Households in Gilbert, Arizona nearly doubled the national average credit card debt, but consumers there also paid off more debt than most, ranking 21st on WalletHub’s list for debt repayment. Peoria was just behind in 23rd place.






“A lot of the cities in the top 25 are one or the other of two things,” Gonzalez said. “They’re more of a low-income community where we see the credit card debt is lower, but that being said, the payoff was always a bigger part of that debt, or we see it on the richer side, income. higher in communities like Gilbert who have higher credit card debts to begin with, but who are able to support them with higher incomes and who have still paid a good chunk this year. ”

According to a WalletHub survey, 2021 Credit Cards: Get Credit Card Approved Today (wallethub.com) about 35% of Americans said the COVID-19 pandemic prevented them from seriously taking on credit card debt. Federal stimulus money has also played a role in paying down debt, but the trend may not continue.

“When we surveyed people, about 1 in 10 Americans said that as soon as the economy fully reopens, they plan to go shopping, so unfortunately I don’t see that momentum going on for long, but it was definitely an economy. thanks in 2020, ”Gonzalez said.
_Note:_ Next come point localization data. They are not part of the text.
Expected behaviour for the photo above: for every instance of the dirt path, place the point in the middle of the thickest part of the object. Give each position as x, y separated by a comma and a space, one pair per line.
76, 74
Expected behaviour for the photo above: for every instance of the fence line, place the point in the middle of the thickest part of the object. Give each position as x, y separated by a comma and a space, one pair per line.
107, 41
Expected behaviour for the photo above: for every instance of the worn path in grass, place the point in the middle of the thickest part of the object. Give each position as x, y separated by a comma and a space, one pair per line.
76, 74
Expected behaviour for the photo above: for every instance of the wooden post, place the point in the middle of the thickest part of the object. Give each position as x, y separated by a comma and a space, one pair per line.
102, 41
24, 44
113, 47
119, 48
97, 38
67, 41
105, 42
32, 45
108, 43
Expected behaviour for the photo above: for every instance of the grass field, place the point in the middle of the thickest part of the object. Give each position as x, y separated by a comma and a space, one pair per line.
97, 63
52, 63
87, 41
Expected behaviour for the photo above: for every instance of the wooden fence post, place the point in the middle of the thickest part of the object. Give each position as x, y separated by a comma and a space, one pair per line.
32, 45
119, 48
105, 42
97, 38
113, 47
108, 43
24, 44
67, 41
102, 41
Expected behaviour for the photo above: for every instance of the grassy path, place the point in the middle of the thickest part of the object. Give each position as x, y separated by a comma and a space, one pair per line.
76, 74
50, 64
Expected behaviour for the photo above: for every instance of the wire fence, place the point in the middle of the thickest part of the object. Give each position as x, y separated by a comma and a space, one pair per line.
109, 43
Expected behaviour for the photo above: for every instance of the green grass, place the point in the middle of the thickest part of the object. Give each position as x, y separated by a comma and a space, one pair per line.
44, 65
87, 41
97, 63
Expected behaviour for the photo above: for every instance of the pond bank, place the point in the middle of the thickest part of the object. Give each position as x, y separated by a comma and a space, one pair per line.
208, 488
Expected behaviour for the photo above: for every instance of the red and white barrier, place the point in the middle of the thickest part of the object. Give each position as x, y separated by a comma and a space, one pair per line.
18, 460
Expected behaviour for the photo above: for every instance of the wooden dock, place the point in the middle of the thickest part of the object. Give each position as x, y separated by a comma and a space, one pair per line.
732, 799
Richard Rosen, a professor at the University of Arizona who focuses on personal and family financial planning, says he also believes some people will start taking on debt again, but is encouraged by the progress.

“It’s drastically down. It’s a really positive thing, but time will tell,” Rosen said. “After a year, which I hope – and it won’t be for everyone – but there will be a fair number of people who will realize,” I didn’t really need to spend that money and I was used to pay off my credit card. Maybe if I can stick with that, I can pay a little more for it, so when an expense pops up, I can pay it. ‘”
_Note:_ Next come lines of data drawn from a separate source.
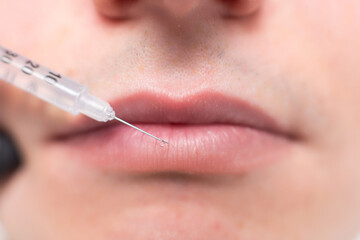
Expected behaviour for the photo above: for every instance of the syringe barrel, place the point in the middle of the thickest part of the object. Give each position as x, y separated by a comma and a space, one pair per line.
51, 86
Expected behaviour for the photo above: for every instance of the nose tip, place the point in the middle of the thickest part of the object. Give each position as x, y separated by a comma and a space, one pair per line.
180, 8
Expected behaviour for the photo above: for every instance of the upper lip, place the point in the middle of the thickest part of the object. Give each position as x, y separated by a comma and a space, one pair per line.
203, 108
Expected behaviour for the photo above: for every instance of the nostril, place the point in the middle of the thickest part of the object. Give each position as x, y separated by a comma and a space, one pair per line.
241, 8
114, 8
9, 155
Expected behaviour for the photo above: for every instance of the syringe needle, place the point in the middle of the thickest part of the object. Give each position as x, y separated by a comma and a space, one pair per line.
130, 125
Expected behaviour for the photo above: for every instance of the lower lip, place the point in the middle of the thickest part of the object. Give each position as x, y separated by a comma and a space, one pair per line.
215, 148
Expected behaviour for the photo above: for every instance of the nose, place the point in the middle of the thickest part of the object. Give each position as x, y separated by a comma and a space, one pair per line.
130, 8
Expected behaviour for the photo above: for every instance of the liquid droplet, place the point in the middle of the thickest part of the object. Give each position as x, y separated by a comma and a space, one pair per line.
163, 143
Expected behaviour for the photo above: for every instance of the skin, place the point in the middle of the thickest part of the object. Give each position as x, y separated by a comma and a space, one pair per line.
298, 60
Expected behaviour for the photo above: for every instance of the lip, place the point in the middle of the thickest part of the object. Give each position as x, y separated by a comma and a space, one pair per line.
207, 132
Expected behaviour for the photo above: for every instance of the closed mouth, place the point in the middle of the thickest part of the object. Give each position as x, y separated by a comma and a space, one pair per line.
207, 132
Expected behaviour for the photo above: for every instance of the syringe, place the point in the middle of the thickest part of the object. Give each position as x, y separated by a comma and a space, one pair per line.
56, 89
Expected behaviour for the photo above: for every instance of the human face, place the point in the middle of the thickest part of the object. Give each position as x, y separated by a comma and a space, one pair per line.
287, 69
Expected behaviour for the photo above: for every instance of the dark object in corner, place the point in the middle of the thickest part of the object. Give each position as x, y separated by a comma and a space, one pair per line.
9, 155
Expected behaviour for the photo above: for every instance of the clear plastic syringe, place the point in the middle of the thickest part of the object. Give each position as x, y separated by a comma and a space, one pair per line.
56, 89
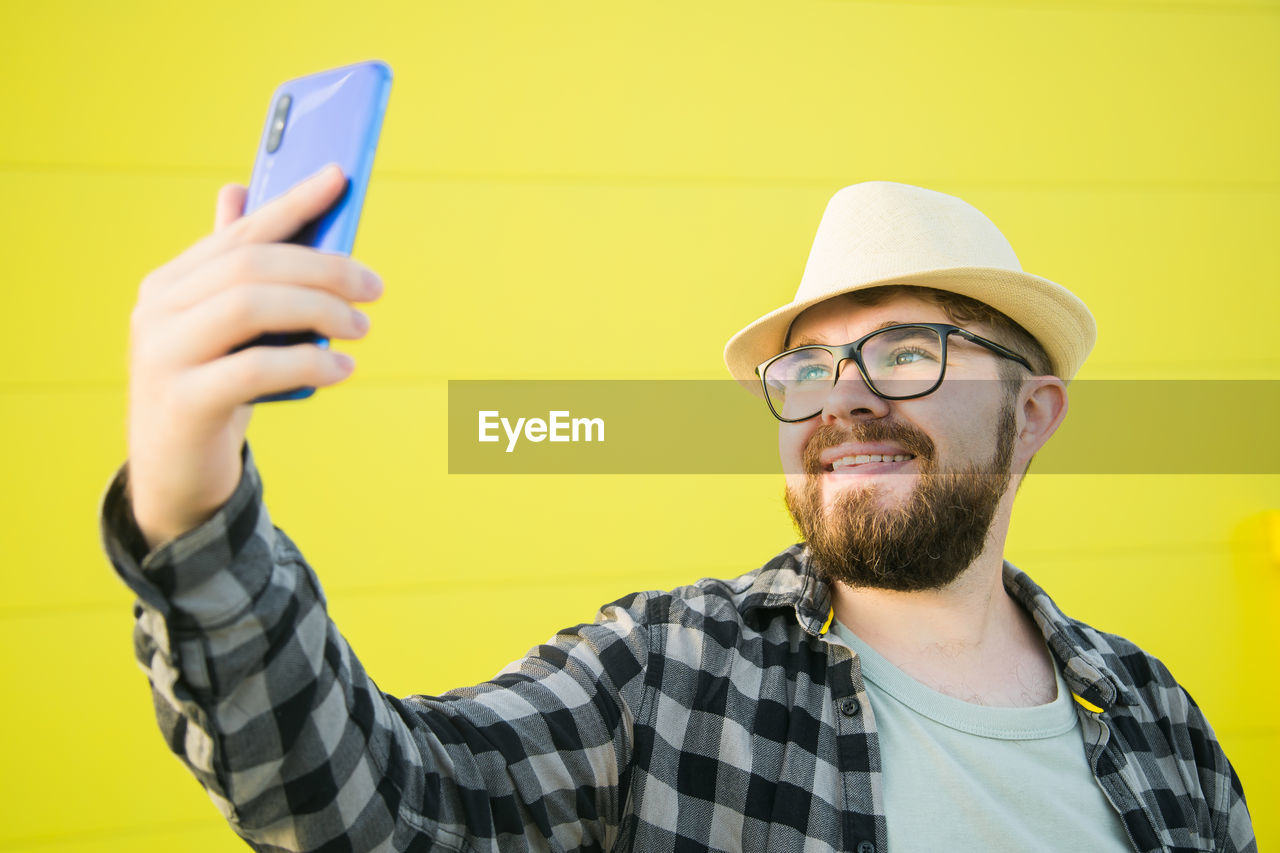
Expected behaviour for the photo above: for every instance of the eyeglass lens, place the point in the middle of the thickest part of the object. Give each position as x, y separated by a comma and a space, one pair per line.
900, 363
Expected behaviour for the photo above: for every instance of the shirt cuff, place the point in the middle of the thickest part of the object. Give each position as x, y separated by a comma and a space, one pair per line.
210, 574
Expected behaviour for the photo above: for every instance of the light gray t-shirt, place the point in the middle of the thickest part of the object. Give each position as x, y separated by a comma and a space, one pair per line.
961, 776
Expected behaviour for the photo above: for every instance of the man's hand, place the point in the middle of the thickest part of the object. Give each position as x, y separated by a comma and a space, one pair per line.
188, 398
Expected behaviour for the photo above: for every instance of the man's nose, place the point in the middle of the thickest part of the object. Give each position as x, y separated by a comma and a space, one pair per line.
851, 398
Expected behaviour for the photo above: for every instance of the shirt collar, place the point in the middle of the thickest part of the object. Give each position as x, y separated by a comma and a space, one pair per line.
790, 583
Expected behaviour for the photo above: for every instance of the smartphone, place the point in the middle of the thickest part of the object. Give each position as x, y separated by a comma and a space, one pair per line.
329, 117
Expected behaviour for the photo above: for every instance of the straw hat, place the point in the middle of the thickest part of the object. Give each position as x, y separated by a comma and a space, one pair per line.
892, 233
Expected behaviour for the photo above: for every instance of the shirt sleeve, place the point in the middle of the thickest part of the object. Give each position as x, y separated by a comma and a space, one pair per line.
259, 694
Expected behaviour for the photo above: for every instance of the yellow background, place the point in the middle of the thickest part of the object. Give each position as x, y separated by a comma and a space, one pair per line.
560, 176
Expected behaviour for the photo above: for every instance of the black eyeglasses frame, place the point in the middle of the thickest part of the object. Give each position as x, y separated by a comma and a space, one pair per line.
854, 352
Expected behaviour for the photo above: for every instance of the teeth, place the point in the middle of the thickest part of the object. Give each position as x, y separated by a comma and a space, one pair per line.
862, 459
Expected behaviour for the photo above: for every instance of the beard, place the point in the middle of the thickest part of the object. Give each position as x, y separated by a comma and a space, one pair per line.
923, 543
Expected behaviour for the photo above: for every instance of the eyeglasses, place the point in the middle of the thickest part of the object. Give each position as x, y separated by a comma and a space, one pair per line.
897, 363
Rosen used to recommend an emergency fund that could cover three to six months of expenses. He says it can still work for people with stable jobs, but he believes concert workers after the pandemic should have more than six months of spending saved.

“I can’t tell people enough that you need this emergency fund,” Rosen said. “If the last 12 months haven’t proven it to you, I don’t know what it’s going to take.”